Drama should be leading the way in the post-levels world.

Drama teachers are experts in creating bespoke assessment criteria after years of being not on the National Curriculum. We should be leading the way when it comes to adjusting to the new system of grading.

Moving to the new system

The question that all of us are asking at the moment, drama teachers or otherwise, is how do we ensure that Key Stage 3 work is standardised against the new 1 – 9 grading system. Without levels, the focus is now on raising the achievement of every pupil and schools are going to have to choose a measure of progress and attainment that they think is the most appropriate to their context.

Even with this “greater” freedom in the assessment framework that schools can use, schools will still be required to have in place some form of monitoring system in place. Many schools are making the decision map the National Curriculum Levels to the new grading system. Using the notion of what students needs to achieve by the end of Key Stage 2, Key Stage 3 and GCSE and creating a criterion that requires students to progress towards these demands without calling them levels. It is still pretty much the same job but under a different name.

The problem of Key Stage 3 Drama

The trouble is, Drama only has one of those criteria – GCSE. There is no list of key skills that students must achieve by the end of Key Stage 2 or 3. Perhaps that isn’t a problem at all. One of our strengths in this situation is that we have always had to essentially write out own criteria for Key Stage 3. There have been several very good contributions to the work. Three that influenced me most when I started teaching was The Arts Councils 2nd edition of Drama in Schools, Andy Kempe and Marigold Ashwells one  in Progression in Secondary Drama and Jonathan Neelands one in Drama 11-14. Whilst the Arts Council is the one is the nearest there was to any official regulation of Key Stage 3 Drama, none of the various Key Stage 3 assessment criteria have been created are accountable as none of them were validated by the QCA because Drama is not on the National Curriculum. The fact that there has been no official and definitive Key Stage 3 Assessment Criteria verified by the QCA has also meant that schools have been free to design their own. A quick search on the TES resources website for Drama Key Stage 3 Levels reveals a myriad of different versions built by teachers themselves. Some which combine the best elements of ones I’ve already mentioned and other published ones, some which are totally specific to the school, some which are drawn from the GCSE criteria and some which draw on all three of these influences. That variety in assessment criteria made the situation even less accountable and meant that standardisation across the country for Key Stage 3 Drama impossible.

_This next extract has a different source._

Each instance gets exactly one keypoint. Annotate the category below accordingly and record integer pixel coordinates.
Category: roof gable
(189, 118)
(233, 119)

A toxic situation for Drama

The root of this problem comes, of course, from the exclusion of Drama from the National Curriculum. A subject that I’ve written on previously. The outcome, nearly 30 years later, of such variation of assessment criteria has always been a weak point in Drama as a subject in schools and its status in the education system. I think, personally over the 15 or so years of my career, that that situation has only got worse as the years have past and the diversification of assessment criteria has got wider. Our counterparts in Art and Music have had that assessment criteria given to them, they only have to worry about how they are going to get their students to achieve in their subject and what the students are going to do in the lessons. Drama teachers, however, have been left with everything to do. We have had to plan our curriculum, define our subject and create an assessment criteria for it, mostly in isolation with help from organisations like National Drama or The Arts Council.

The way forward

However, that is part of Drama’s past now and, whilst that past hasn’t always been pretty or positive, it could be of great help to us now. For the first time everyone else is suddenly in the same situation as us, creating assessment criteria in the dark with only a vague GCSE assessment criteria as our guide. We are experts in creating bespoke assessment criteria after years of being not on the National Curriculum. We should be leading the way when it comes to adjusting to the new system of grading.